The U.S. Department of Transportation, dismissing a strong protest from American Airlines, finalized a preliminary decision from July to grant Delta the daily flight between MSP and Haneda, a move that protects the Twin Cities from losing its only nonstop flight into Asia.
“Delta’s MSP proposal represents the best way to maximize benefits with the one remaining daytime Haneda slot. The geographic Northern Tier position of MSP, and the advantages that this presents [ ...] continue to represent significant public benefits,” the department said in its final order.
For MSP passengers to Tokyo, the flight to Haneda will shave some commute time because the airport is about 45 minutes closer to the central city than Narita.
In February, an aviation agreement between the U.S. and Japan opened up five daytime routes for U.S. carriers into Haneda. The airport previously was only open to U.S. airlines for night slots. Four of the five slots were set aside for existing nighttime routes that will be transferred to daylight flying. MSP was awarded the only new daytime Haneda slot.
The department awarded Delta two of the five slots, while American, United Airlines and Hawaiian Airlines each received one.
Delta initially fought the February agreement. By partly opening the airport to daytime flying by U.S. airlines, the Atlanta-based carrier argued that the department was giving its competitors an advantage. United and American have alliances with Japan’s two large airlines (and therefore more connecting flights), leaving Delta to do more of its own flying. These partnerships allow Delta’s competitors to feasibly operate a split hub, with some U.S. flights landing at Haneda and others at Narita, whereas Delta is more dependent on nonconnecting travelers if Haneda becomes more popular.
Delta warned that its hub at Narita could unravel in the wake of these changes. That process has begun; Delta canceled three nonstop flights from Asian and U.S. cities to Narita last month.

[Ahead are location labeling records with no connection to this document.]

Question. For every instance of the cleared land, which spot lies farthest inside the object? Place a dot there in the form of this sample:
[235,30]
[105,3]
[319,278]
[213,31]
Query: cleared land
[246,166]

This threat rallied Minnesota politicians and business leaders to lobby the department on behalf of Delta. The entire Minnesota delegation petitioned Transportation Secretary Anthony Foxx, Minnesota Gov. Mark Dayton flew to Washington D.C. to meet with the department, and business coalitions wrote letters to the Obama administration.
American mounted a strong attack of the department’s tentative decision in July to award the new slot to Delta rather than to American for service at Dallas-Fort Worth, its hometown hub.
The department addressed each of its main points and all of Delta’s rebuttals in its final order, but ultimately stuck with its decision, stating the MSP proposal “would enhance geographic diversity” and further competition “by presenting a Midwest alternative” to Japan-based All Nippon Airways’ Chicago-Haneda service. Government officials also “took note of the potential competitive benefit of awarding a second slot to Delta, the one remaining applicant in the proceeding for the fifth available daytime slot that lacks a Japanese alliance partner.”
Peter Carter, chief legal officer of Delta, who thanked the Twin Cities community for its “unwavering support,” said it will feed its MSP-to-Haneda flight from more than 110 U.S. cities. Its Los Angeles-Haneda flight will connect passengers from 35 U.S. cities, he said.